Dove li guiderò. Non era finita con gli Shaido, con Couladin o Sevanna. Osservando gli Aiel nella gola poteva vedere i visi sconvolti, anche se avevano scelto di rimanere. Come erano quelli delle persone che avevano deciso di andare via? Eppure gli Aiel erano solo un mezzo per raggiungere un fine. Doveva ricordarselo. Devo essere anche più duro di loro, si disse.
Jeade’en aspettava accanto alla sporgenza insieme al castrone di Mat.
Facendo cenno a Natael di rimanergli vicino, Rand montò in sella con il fagotto al sicuro sottobraccio. La bocca distorta in una smorfia, quello che una volta era un Reietto si mise vicino alla staffa. Adelin e le Fanciulle rimanenti balzarono giù per disporsi in formazione attorno a loro e, sorprendentemente, Aviendha scese per piazzarsi al suo solito posto a destra di Rand. Mat balzò in sella a Pips.

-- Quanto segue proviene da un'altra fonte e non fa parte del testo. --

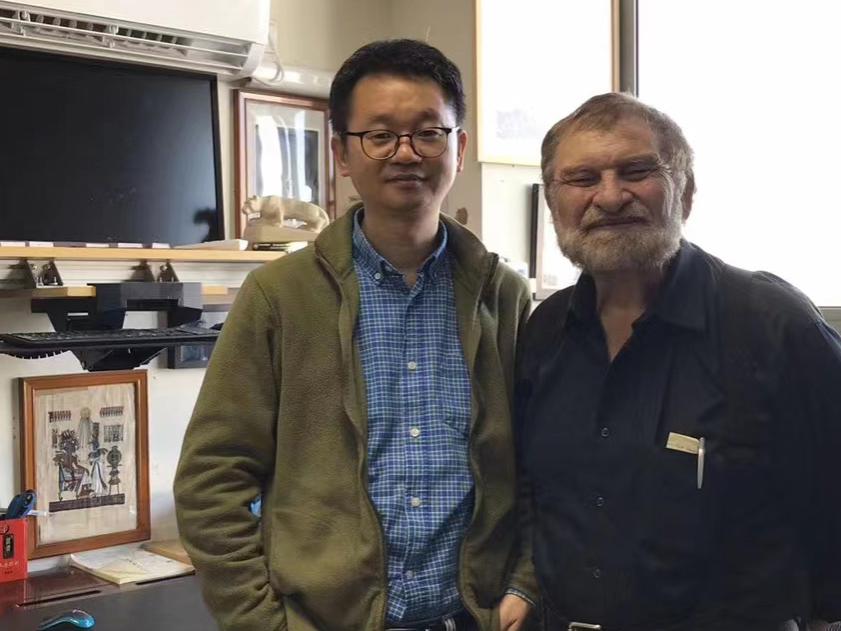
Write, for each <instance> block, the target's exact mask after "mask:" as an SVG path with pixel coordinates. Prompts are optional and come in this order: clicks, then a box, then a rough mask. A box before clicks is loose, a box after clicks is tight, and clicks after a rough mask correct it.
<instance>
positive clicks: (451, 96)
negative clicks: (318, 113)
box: [330, 39, 465, 133]
mask: <svg viewBox="0 0 841 631" xmlns="http://www.w3.org/2000/svg"><path fill="white" fill-rule="evenodd" d="M377 74H390V75H397V76H400V77H412V78H418V79H431V80H432V81H434V82H435V83H437V84H438V85H439V86H441V91H442V92H443V93H444V96H445V97H446V99H447V102H448V103H449V104H450V105H451V106H452V108H453V110H454V111H455V114H456V125H459V126H461V124H462V123H463V122H464V111H465V105H464V86H463V85H462V82H461V72H459V69H458V68H457V67H456V65H455V64H454V63H453V62H452V61H450V60H449V59H447V57H445V56H444V54H443V53H442V52H441V51H440V50H438V49H437V48H435V47H434V46H430V45H429V44H425V43H423V42H419V41H417V40H413V39H389V40H382V41H378V42H371V43H370V44H366V45H365V46H363V47H362V48H360V49H359V50H357V51H356V52H355V53H353V55H351V56H350V57H349V58H348V59H347V61H345V63H344V64H342V67H341V68H339V71H338V72H337V73H336V77H335V79H333V84H332V85H331V86H330V120H331V122H332V124H333V131H335V132H337V133H341V132H344V131H348V129H347V119H348V114H349V112H350V102H351V95H352V94H353V88H354V87H356V84H357V83H359V81H360V80H361V79H362V78H364V77H367V76H370V75H377Z"/></svg>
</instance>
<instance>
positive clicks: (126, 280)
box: [0, 246, 284, 304]
mask: <svg viewBox="0 0 841 631" xmlns="http://www.w3.org/2000/svg"><path fill="white" fill-rule="evenodd" d="M283 255H284V252H258V251H252V250H202V249H194V250H187V249H169V248H167V249H163V248H160V249H159V248H71V247H18V246H3V247H0V298H21V297H23V298H91V297H94V296H95V295H96V290H95V289H94V288H93V287H90V286H89V283H121V282H127V281H146V282H151V281H181V282H200V283H202V295H203V296H204V297H205V299H206V300H207V302H208V303H209V304H212V303H225V302H229V301H230V300H232V298H233V296H234V295H235V293H236V290H237V289H239V287H240V285H241V284H242V281H243V280H244V279H245V276H246V275H247V274H248V273H249V272H250V271H251V270H253V269H255V268H257V267H259V266H260V265H262V264H263V263H265V262H267V261H271V260H274V259H276V258H279V257H281V256H283Z"/></svg>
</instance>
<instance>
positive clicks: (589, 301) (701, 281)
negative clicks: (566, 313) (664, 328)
mask: <svg viewBox="0 0 841 631" xmlns="http://www.w3.org/2000/svg"><path fill="white" fill-rule="evenodd" d="M711 283H712V278H711V276H710V275H709V274H708V273H707V268H706V266H705V265H704V262H703V259H702V257H701V255H700V253H699V251H698V248H697V247H695V246H694V245H693V244H691V243H689V242H688V241H684V240H681V243H680V249H679V250H678V252H677V254H676V255H675V256H674V258H672V260H671V261H670V262H669V264H668V270H667V271H666V276H665V278H664V279H663V285H662V286H661V288H660V292H659V294H658V295H657V299H656V300H655V301H654V304H653V305H652V306H651V308H650V309H649V310H648V311H647V312H646V313H645V314H643V316H642V317H641V318H640V321H642V320H646V319H649V318H651V317H656V318H658V319H660V320H663V321H664V322H669V323H671V324H673V325H675V326H679V327H683V328H687V329H692V330H695V331H703V330H705V329H706V325H707V300H708V296H709V295H710V292H711V291H712V285H711ZM595 312H596V286H595V283H594V282H593V277H592V276H590V275H589V274H587V273H582V274H581V277H580V278H579V279H578V282H577V283H576V284H575V288H574V289H573V292H572V297H571V299H570V306H569V312H568V314H572V315H573V316H574V317H575V319H576V320H579V321H582V322H584V321H587V320H588V319H591V318H595Z"/></svg>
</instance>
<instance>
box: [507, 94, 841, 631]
mask: <svg viewBox="0 0 841 631" xmlns="http://www.w3.org/2000/svg"><path fill="white" fill-rule="evenodd" d="M542 167H543V179H544V182H545V184H546V198H547V202H548V204H549V207H550V208H551V210H552V216H553V220H554V224H555V229H556V232H557V235H558V243H559V245H560V247H561V250H562V251H563V253H564V254H565V255H566V256H567V257H568V258H569V259H570V260H571V261H572V262H573V263H575V264H576V265H577V266H579V267H580V268H581V269H582V274H581V277H580V279H579V281H578V283H577V284H576V285H575V286H574V287H570V288H567V289H565V290H563V291H560V292H558V293H556V294H555V295H553V296H552V297H550V298H549V299H548V300H546V301H545V302H544V303H543V304H542V305H541V306H540V307H539V308H538V309H537V310H536V311H535V313H534V315H533V317H532V318H531V319H530V320H529V323H528V325H527V328H526V331H525V334H524V337H523V342H522V344H521V347H520V353H519V361H518V373H517V406H518V411H517V414H518V428H519V435H518V439H519V440H518V443H519V450H520V462H521V463H522V465H521V467H522V470H523V471H522V476H521V480H522V487H523V498H524V500H525V501H524V512H525V513H526V517H527V519H526V520H525V521H526V523H527V524H530V526H531V533H532V534H531V536H532V541H533V550H534V561H535V566H536V569H537V573H538V578H539V580H540V583H541V588H542V590H543V595H544V602H545V612H544V613H545V616H544V618H545V621H546V628H547V629H602V630H604V631H614V630H619V631H643V630H645V631H650V630H658V631H659V630H668V631H678V630H680V631H685V630H690V629H691V630H705V631H727V630H731V629H732V630H736V629H738V630H739V631H746V630H748V631H769V630H776V629H797V628H800V629H804V628H806V627H807V624H809V623H808V622H807V621H809V620H812V621H815V620H817V619H819V618H820V619H829V620H833V619H836V620H837V619H839V618H841V482H839V477H838V474H837V471H833V469H834V466H833V465H832V464H831V463H834V462H837V459H838V455H839V454H841V388H839V386H841V340H839V337H838V335H837V334H836V332H835V331H833V330H832V329H831V328H830V327H829V326H828V325H827V324H826V322H825V321H824V320H823V319H822V318H821V316H820V314H819V313H818V311H817V310H816V309H815V308H814V307H813V306H812V305H811V303H810V302H809V301H808V299H807V298H806V297H804V296H803V295H802V294H800V293H799V292H798V291H797V290H796V289H795V288H793V287H792V286H791V285H788V284H787V283H785V282H784V281H782V280H780V279H779V278H777V277H775V276H772V275H770V274H767V273H762V272H759V273H749V272H745V271H742V270H738V269H736V268H733V267H731V266H729V265H727V264H725V263H723V262H722V261H720V260H718V259H716V258H715V257H713V256H711V255H709V254H707V253H706V252H704V251H703V250H701V249H700V248H698V247H697V246H695V245H693V244H691V243H689V242H687V241H684V240H682V239H681V229H682V225H683V222H684V221H685V220H686V219H687V217H688V216H689V212H690V210H691V208H692V197H693V193H694V191H695V181H694V175H693V170H692V151H691V149H690V147H689V145H688V144H687V142H686V140H685V138H684V136H683V133H682V132H681V130H680V128H679V127H678V126H677V125H676V124H675V123H674V122H673V121H672V120H671V119H670V118H669V117H667V116H665V115H664V114H662V113H661V112H659V111H657V110H655V109H653V108H650V107H648V106H646V105H644V104H642V103H640V102H639V101H637V100H636V99H635V98H633V97H631V96H627V95H622V94H605V95H601V96H596V97H593V98H592V99H590V100H589V101H587V102H586V103H584V104H583V105H582V106H581V107H579V108H578V109H577V110H576V111H575V112H573V113H572V114H571V115H569V116H568V117H566V118H564V119H563V120H561V121H560V122H559V123H557V124H556V125H555V126H554V127H553V128H552V129H551V130H550V131H549V133H548V134H547V135H546V138H545V140H544V142H543V158H542ZM746 236H747V235H746ZM812 628H815V627H812Z"/></svg>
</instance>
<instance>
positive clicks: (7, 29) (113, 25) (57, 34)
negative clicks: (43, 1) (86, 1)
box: [0, 2, 251, 76]
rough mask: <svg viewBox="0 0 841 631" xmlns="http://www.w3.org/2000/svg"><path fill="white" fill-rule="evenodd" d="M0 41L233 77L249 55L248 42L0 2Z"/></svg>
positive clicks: (11, 43) (131, 61) (235, 74)
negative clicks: (53, 12) (135, 24)
mask: <svg viewBox="0 0 841 631" xmlns="http://www.w3.org/2000/svg"><path fill="white" fill-rule="evenodd" d="M0 44H7V45H12V46H17V47H24V48H37V49H46V50H51V51H53V52H66V53H70V54H78V55H88V56H96V57H110V58H118V59H121V60H125V61H129V62H136V63H147V64H154V65H164V66H171V67H177V68H181V69H188V70H195V71H199V72H210V73H214V74H219V75H231V76H236V75H239V74H241V73H242V71H243V68H244V67H245V65H246V64H247V63H248V61H249V55H250V53H251V46H250V45H249V43H248V42H243V41H237V40H233V39H228V38H224V37H217V36H213V35H201V34H195V33H190V34H185V33H183V32H182V33H179V32H177V31H167V30H165V29H158V28H155V29H146V28H144V27H142V26H138V25H135V24H129V23H125V22H122V23H121V22H119V21H111V20H104V19H100V18H88V17H86V16H78V17H67V16H66V15H61V14H59V13H50V12H46V11H37V12H36V11H30V10H19V9H14V8H8V5H6V6H4V4H3V3H2V2H0Z"/></svg>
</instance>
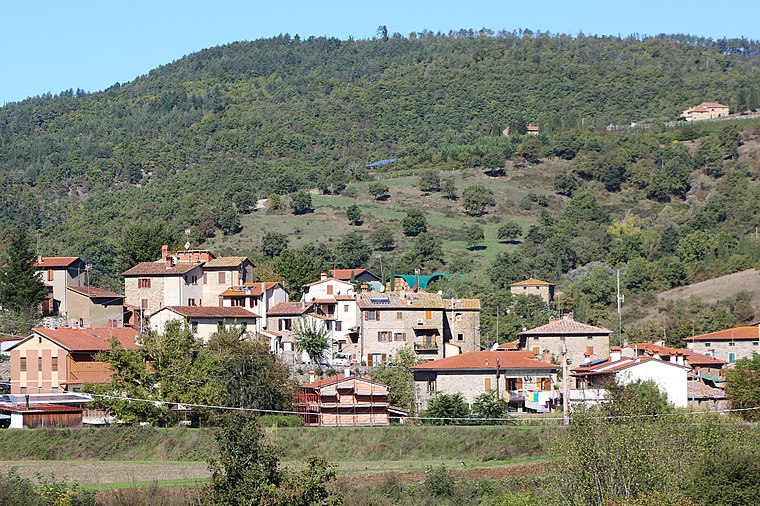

Rand si voltò a guardare la gente sulla sporgenza, tutti che a loro volta lo guardavano e aspettavano. «Quello del ritorno sarà un cammino lungo.» Bael si voltò altrove. «Lungo e sanguinoso.» Le espressioni degli Aiel non cambiarono. Egwene aveva quasi proteso una mano verso di lui con gli occhi addolorati, ma Rand la ignorò. «Quando giungeranno tutti gli altri capiclan, avrà inizio.»
«È iniziato molto tempo fa» intervenne con calma Rhuarc. «La domanda è dove e come finirà.»
A quella osservazione Rand non aveva risposta. Facendo voltare il cavallo pezzato cavalcò lentamente attraverso la gola, circondato dalla insolita scorta. Gli Aiel aprirono un varco di fronte a lui, fissandolo e aspettando. Il freddo della notte stava già scendendo.
E quando il sangue fu versato sul terreno dove nulla poteva crescere, i Figli del Drago si sollevarono, il Popolo del Drago, armato per danzare con la morte. Lui li ha chiamati a farsi avanti dalle terre deserte e loro hanno fatto tremare il mondo con la battaglia.